Roche's Genentech Reports 22.5% Weight Loss in Phase II Trial of Obesity Drug CT-388

Genentech, a member of the Roche Group, announced positive topline results from CT388-103, a Phase II clinical trial of CT-388, an investigational dual GLP-1/GIP receptor agonist being developed for the treatment of obesity. The study found that once-weekly subcutaneous injections of CT-388 (titrated up to 24 mg) resulted in significant and clinically meaningful placebo-adjusted weight loss of 22.5% (efficacy estimand) without reaching a weight loss plateau at 48 weeks.

A clear dose-response relationship on the weight loss was observed. For the treatment-regimen estimand, the placebo-adjusted weight loss achieved with CT-388 was 18.3% (p-value < 0.001). At week 48 for the 24 mg dose, 95.7% of CT-388 treated participants achieved a weight loss of ≥5%, 87% achieved ≥10%, 47.8% achieved ≥20%, and 26.1% achieved ≥30%. 73% of participants who were pre-diabetic at baseline and treated with CT-388 at 24 mg achieved normal blood glucose levels at week 48 compared to 7.5% in the placebo group.

The treatment was well-tolerated, with the majority of gastrointestinal-related adverse events being mild-to-moderate, generally consistent with the incretin class of medicines. The treatment discontinuation rate due to adverse events was low (5.9% in CT-388 arms; 1.3% in placebo arm).

The multi-center, randomized, double-blind, placebo-controlled, parallel group dose-finding Phase II trial was designed to evaluate the efficacy and safety of CT-388 at low, middle, and high doses in 469 people with obesity. It includes adults with obesity (BMI≥30.0 kg/m2) or overweight (BMI ≥27.0 and <30.0 kg/m2) with at least one weight-related comorbidity without type 2 diabetes and evaluated five dosing cohorts with different up-titration schemes with 24 mg being the highest dose tested. The primary endpoint was percent change in body weight from baseline to week 48.

CT-388 is currently being investigated in an additional Phase II study (CT388-104) to evaluate the efficacy, safety and tolerability of CT-388 in participants who are living with obesity or are overweight and have type 2 diabetes.
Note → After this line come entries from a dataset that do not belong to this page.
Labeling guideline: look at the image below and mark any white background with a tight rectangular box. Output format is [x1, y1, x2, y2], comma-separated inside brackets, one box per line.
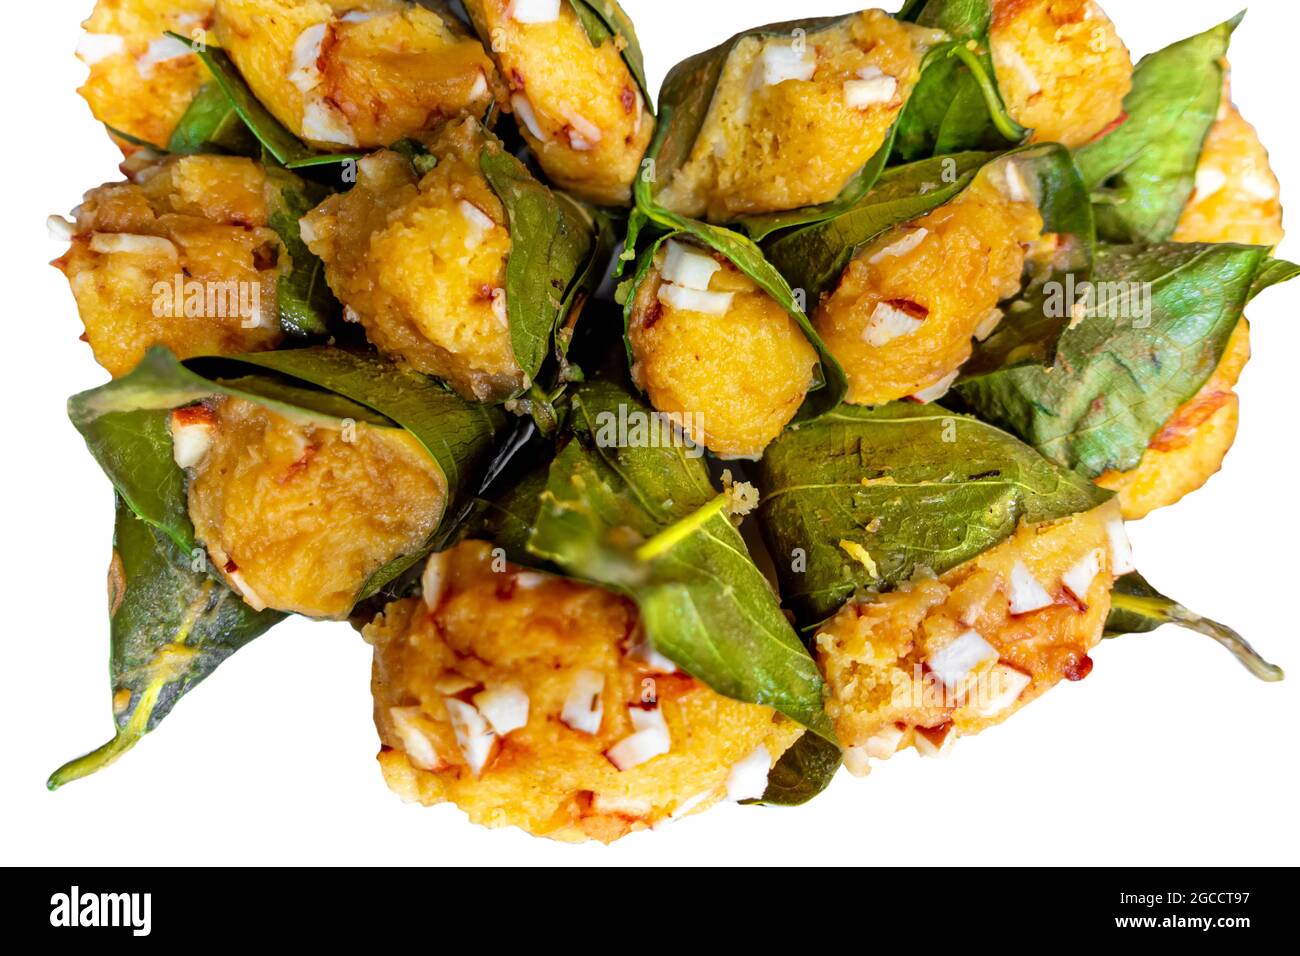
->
[1, 0, 1296, 867]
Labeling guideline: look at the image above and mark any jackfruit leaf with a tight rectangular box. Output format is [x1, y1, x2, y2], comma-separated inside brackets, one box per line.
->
[526, 380, 836, 742]
[759, 732, 843, 806]
[48, 498, 286, 789]
[618, 213, 848, 421]
[755, 403, 1111, 626]
[1105, 572, 1283, 682]
[893, 41, 1025, 163]
[956, 244, 1300, 478]
[69, 347, 502, 606]
[646, 14, 894, 233]
[480, 144, 598, 391]
[166, 81, 259, 156]
[105, 124, 162, 151]
[568, 0, 652, 105]
[894, 0, 1025, 160]
[898, 0, 990, 35]
[1074, 16, 1239, 243]
[263, 165, 340, 337]
[166, 33, 361, 170]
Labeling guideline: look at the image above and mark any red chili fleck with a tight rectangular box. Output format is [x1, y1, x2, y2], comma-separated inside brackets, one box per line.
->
[172, 404, 216, 427]
[641, 300, 663, 329]
[511, 69, 526, 91]
[224, 559, 239, 574]
[278, 443, 321, 484]
[885, 298, 930, 320]
[1088, 111, 1129, 144]
[494, 575, 518, 601]
[1064, 655, 1094, 682]
[620, 85, 635, 114]
[915, 721, 952, 747]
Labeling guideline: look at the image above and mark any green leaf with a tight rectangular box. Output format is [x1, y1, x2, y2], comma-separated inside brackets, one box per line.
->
[263, 165, 340, 337]
[758, 732, 842, 806]
[480, 143, 598, 389]
[899, 0, 991, 35]
[1074, 16, 1239, 243]
[568, 0, 652, 105]
[956, 244, 1298, 478]
[69, 347, 503, 605]
[166, 33, 360, 171]
[526, 380, 836, 742]
[48, 497, 285, 788]
[755, 403, 1111, 626]
[893, 40, 1025, 162]
[105, 124, 163, 151]
[1106, 572, 1283, 682]
[166, 82, 259, 156]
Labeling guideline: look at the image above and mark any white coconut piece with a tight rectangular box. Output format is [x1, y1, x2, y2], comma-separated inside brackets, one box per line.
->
[657, 283, 734, 315]
[660, 239, 721, 291]
[473, 684, 530, 736]
[560, 669, 605, 735]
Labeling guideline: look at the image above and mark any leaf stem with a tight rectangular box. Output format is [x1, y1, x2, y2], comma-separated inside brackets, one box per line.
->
[946, 44, 1027, 142]
[634, 492, 728, 562]
[1108, 591, 1284, 682]
[47, 678, 164, 790]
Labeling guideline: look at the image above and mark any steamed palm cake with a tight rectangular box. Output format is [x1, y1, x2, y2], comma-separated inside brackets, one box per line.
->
[301, 119, 524, 402]
[179, 395, 446, 620]
[463, 0, 654, 206]
[817, 503, 1127, 773]
[812, 160, 1044, 406]
[54, 154, 286, 378]
[990, 0, 1132, 148]
[657, 9, 940, 221]
[628, 239, 818, 459]
[77, 0, 215, 150]
[213, 0, 500, 150]
[367, 541, 802, 843]
[1097, 79, 1285, 518]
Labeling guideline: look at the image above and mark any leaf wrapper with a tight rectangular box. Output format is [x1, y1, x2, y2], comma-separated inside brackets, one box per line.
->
[167, 33, 360, 170]
[48, 498, 286, 788]
[1074, 16, 1239, 243]
[892, 1, 1025, 162]
[1106, 572, 1283, 682]
[755, 403, 1112, 626]
[956, 244, 1300, 478]
[70, 347, 503, 603]
[759, 732, 842, 806]
[480, 143, 599, 392]
[567, 0, 652, 105]
[518, 380, 836, 742]
[166, 81, 259, 156]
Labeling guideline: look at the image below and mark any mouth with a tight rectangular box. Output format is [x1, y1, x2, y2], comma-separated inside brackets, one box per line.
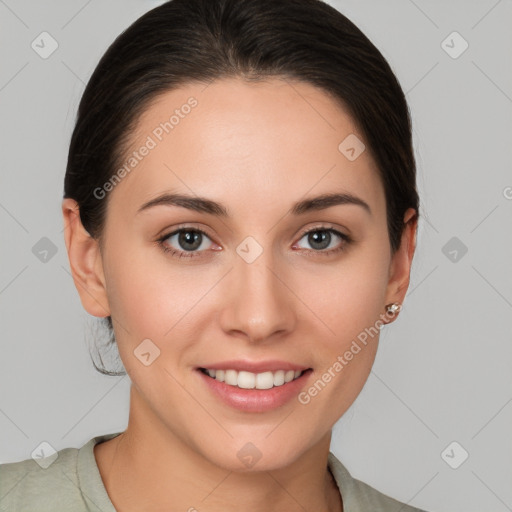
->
[198, 367, 312, 390]
[196, 365, 314, 412]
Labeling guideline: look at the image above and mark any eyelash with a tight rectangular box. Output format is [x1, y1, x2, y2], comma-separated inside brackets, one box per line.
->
[156, 225, 352, 260]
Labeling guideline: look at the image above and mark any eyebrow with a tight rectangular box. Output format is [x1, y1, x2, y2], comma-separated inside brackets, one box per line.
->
[137, 191, 371, 217]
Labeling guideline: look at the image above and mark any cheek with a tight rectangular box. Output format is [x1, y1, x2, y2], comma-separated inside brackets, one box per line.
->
[291, 242, 390, 412]
[102, 236, 224, 376]
[297, 242, 390, 345]
[104, 247, 199, 339]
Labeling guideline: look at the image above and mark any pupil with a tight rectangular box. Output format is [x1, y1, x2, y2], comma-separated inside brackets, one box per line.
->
[179, 231, 202, 251]
[309, 230, 330, 250]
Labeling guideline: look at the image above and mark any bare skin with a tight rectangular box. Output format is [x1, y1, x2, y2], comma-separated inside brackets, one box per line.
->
[62, 77, 416, 512]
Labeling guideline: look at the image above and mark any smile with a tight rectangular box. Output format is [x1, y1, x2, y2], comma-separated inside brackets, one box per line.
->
[199, 368, 305, 390]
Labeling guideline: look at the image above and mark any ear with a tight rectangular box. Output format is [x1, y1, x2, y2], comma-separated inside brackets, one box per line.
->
[62, 198, 110, 318]
[382, 207, 418, 324]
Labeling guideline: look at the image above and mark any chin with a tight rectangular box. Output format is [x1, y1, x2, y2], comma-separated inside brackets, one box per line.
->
[198, 433, 311, 474]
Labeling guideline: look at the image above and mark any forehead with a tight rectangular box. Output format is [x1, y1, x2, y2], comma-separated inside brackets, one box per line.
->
[108, 77, 385, 219]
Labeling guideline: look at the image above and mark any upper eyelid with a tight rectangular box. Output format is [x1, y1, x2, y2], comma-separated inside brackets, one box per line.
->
[160, 224, 347, 239]
[159, 224, 213, 240]
[297, 224, 347, 238]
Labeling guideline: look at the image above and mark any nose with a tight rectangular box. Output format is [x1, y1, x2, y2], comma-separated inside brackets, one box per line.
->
[218, 243, 297, 344]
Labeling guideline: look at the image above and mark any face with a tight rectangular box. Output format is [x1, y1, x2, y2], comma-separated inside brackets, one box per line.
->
[66, 77, 415, 472]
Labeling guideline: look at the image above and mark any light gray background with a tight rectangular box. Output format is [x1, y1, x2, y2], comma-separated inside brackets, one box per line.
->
[1, 1, 511, 511]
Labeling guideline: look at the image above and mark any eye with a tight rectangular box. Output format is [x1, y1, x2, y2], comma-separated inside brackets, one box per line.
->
[158, 227, 216, 259]
[157, 225, 351, 260]
[293, 226, 351, 255]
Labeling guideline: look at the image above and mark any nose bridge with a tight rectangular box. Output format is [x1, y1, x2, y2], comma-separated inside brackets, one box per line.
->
[234, 237, 280, 300]
[220, 236, 296, 342]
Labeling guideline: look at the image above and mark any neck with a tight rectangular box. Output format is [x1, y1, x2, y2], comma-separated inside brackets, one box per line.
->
[95, 385, 342, 512]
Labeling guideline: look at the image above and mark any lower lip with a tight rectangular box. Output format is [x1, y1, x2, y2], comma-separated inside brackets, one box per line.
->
[197, 369, 313, 413]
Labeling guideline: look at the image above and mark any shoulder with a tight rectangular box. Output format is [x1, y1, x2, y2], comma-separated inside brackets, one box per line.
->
[0, 432, 122, 512]
[328, 452, 430, 512]
[0, 444, 83, 511]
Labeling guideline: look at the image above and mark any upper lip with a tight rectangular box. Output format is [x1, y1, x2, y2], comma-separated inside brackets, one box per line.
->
[197, 360, 311, 373]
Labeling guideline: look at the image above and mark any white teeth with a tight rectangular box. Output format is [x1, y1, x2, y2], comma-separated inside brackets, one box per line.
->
[273, 370, 285, 386]
[224, 369, 238, 386]
[256, 371, 274, 389]
[284, 370, 295, 383]
[202, 368, 305, 389]
[238, 371, 255, 389]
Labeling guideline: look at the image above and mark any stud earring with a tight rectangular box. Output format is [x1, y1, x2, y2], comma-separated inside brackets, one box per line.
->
[385, 302, 401, 315]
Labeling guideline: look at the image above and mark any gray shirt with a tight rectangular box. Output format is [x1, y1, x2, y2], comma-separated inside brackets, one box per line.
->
[0, 431, 429, 511]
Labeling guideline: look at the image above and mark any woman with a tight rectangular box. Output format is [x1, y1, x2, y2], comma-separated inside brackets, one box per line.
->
[0, 0, 429, 510]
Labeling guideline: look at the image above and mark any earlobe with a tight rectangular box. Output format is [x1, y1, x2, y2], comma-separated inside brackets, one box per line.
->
[62, 198, 110, 318]
[382, 208, 418, 324]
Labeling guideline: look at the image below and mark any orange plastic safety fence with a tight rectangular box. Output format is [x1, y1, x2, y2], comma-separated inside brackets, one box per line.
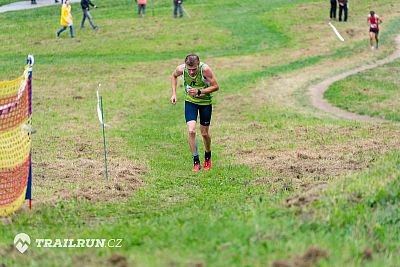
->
[0, 84, 29, 131]
[0, 158, 29, 206]
[0, 67, 31, 216]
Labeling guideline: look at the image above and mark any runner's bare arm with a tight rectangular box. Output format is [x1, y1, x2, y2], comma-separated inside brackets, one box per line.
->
[200, 65, 219, 94]
[170, 65, 184, 104]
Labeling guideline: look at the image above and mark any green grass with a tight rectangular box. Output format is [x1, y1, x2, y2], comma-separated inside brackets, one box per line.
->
[310, 151, 400, 265]
[325, 59, 400, 121]
[1, 0, 400, 266]
[0, 0, 16, 6]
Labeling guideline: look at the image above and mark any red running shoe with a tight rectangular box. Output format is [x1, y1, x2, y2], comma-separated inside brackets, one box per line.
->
[192, 162, 201, 172]
[203, 159, 212, 171]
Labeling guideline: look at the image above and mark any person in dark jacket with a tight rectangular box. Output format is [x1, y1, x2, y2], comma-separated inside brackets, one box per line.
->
[330, 0, 337, 19]
[338, 0, 348, 22]
[174, 0, 183, 18]
[80, 0, 98, 30]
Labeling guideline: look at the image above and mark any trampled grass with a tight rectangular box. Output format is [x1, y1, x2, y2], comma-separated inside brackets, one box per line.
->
[1, 0, 400, 266]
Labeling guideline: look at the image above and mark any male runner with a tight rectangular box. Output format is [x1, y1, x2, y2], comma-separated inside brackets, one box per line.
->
[368, 11, 383, 50]
[170, 54, 219, 171]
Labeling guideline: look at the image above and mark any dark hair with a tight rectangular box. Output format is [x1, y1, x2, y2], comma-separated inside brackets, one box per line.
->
[185, 54, 200, 66]
[370, 11, 375, 17]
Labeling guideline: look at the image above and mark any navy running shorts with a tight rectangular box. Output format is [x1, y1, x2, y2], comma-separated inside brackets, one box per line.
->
[184, 101, 212, 126]
[370, 29, 379, 35]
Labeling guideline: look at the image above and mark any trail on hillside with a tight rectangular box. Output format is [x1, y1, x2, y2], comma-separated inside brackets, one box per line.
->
[309, 35, 400, 123]
[2, 1, 398, 123]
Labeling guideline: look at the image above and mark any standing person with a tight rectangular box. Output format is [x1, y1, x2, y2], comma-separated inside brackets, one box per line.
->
[170, 54, 220, 171]
[80, 0, 98, 30]
[330, 0, 337, 19]
[137, 0, 147, 17]
[338, 0, 348, 22]
[368, 11, 383, 50]
[56, 0, 74, 38]
[173, 0, 183, 18]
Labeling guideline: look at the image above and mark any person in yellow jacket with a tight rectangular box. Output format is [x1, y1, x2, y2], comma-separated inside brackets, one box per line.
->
[56, 0, 74, 38]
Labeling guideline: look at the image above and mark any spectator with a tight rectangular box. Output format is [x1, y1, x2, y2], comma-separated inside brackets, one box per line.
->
[338, 0, 348, 22]
[56, 0, 74, 38]
[80, 0, 98, 30]
[330, 0, 337, 20]
[137, 0, 147, 17]
[174, 0, 183, 18]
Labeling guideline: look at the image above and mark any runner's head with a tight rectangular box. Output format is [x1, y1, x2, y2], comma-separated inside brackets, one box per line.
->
[370, 11, 375, 17]
[185, 54, 200, 78]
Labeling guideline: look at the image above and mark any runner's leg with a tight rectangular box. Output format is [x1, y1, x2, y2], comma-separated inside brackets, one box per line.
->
[370, 31, 374, 48]
[187, 121, 197, 155]
[185, 101, 199, 156]
[199, 104, 212, 152]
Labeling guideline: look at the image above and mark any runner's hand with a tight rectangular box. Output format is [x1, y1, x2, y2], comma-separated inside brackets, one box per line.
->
[170, 95, 177, 105]
[188, 88, 197, 97]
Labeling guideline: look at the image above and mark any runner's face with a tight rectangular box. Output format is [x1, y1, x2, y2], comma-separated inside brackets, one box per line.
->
[187, 64, 199, 77]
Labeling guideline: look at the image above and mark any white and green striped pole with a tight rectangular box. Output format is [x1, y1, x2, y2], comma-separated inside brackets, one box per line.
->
[97, 84, 109, 181]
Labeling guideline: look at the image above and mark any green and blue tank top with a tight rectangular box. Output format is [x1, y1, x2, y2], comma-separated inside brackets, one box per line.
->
[183, 62, 212, 105]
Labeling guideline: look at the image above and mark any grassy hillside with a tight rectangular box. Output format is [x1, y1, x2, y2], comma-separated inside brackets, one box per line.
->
[1, 0, 400, 266]
[325, 59, 400, 121]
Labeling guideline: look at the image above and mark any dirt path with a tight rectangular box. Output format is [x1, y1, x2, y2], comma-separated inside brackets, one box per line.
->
[0, 0, 79, 13]
[309, 35, 400, 123]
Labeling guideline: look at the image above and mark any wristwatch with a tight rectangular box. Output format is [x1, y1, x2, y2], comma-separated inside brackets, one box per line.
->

The Phase III clinical trial program of CT-388 in obesity (Enith1 and Enith2) is expected to start this quarter. In addition to offering robust efficacy as a standalone therapy, CT-388 also plays a key role in unlocking the promise of the obesity pipeline and is considered as a combination asset for petrelintide.

CT-388 is an investigational once-weekly subcutaneous injectable, dual GLP-1/GIP receptor agonist being developed for the treatment of obesity, type 2 diabetes, and other obesity-related comorbidities. It aims to reduce appetite and regulate blood sugar by selectively targeting and activating both receptors which integrate nutrient-derived signals to control energy homeostasis. CT-388 was designed to have potent activation of both GLP-1 and GIP receptors, but with minimal to no ß-arrestin recruitment on either receptor. This biased signaling significantly minimizes receptor internalization and consequent desensitization, which is expected to lead to prolonged pharmacological activity.

The CEO stated that the company expects to be among the top three players in the weight-loss drug market at a minimum, aiming to secure a double-digit market share in the sector. Roche's cardiometabolic portfolio includes multiple weight-loss drugs: CT-388 (a GLP-1/GIP dual receptor agonist) acquired through the acquisition of Carmot, CT-996 (an oral small-molecule GLP-1 receptor agonist), and CT-868 (an oral GLP-1/GIP dual receptor agonist). Additionally, it has Petrelintide, a long-acting amylin analog licensed from Zealand Pharma, Pegozafermin, a MASH drug obtained from the acquisition of 89bio, and Emugrobart, a self-developed MSTN monoclonal antibody.

According to phase 1b clinical data, a fixed-dose combination of CT-388 with petrelintide achieved an average weight loss of 8.6% over 16 weeks. CT-996 is a biased GLP-1R agonist oral small molecule currently in phase II trials for treating obesity and type 2 diabetes. Phase I trial results showed that CT-996 led to an average weight loss of 7.3% in obese patients without type 2 diabetes after four weeks of treatment. CT-868 is expected to enter phase III clinical trials for type 1 diabetes treatment by 2026.

By 2035, over four billion people (more than half of the global population) are projected to be living with excess weight or obesity, a trend affecting nearly every country. This rise is driven by a complex mix of genetics and biology as well as behavioral, environmental and socioeconomic factors, placing an increased strain on healthcare systems due to the associated burden of comorbidities and reduced quality of life.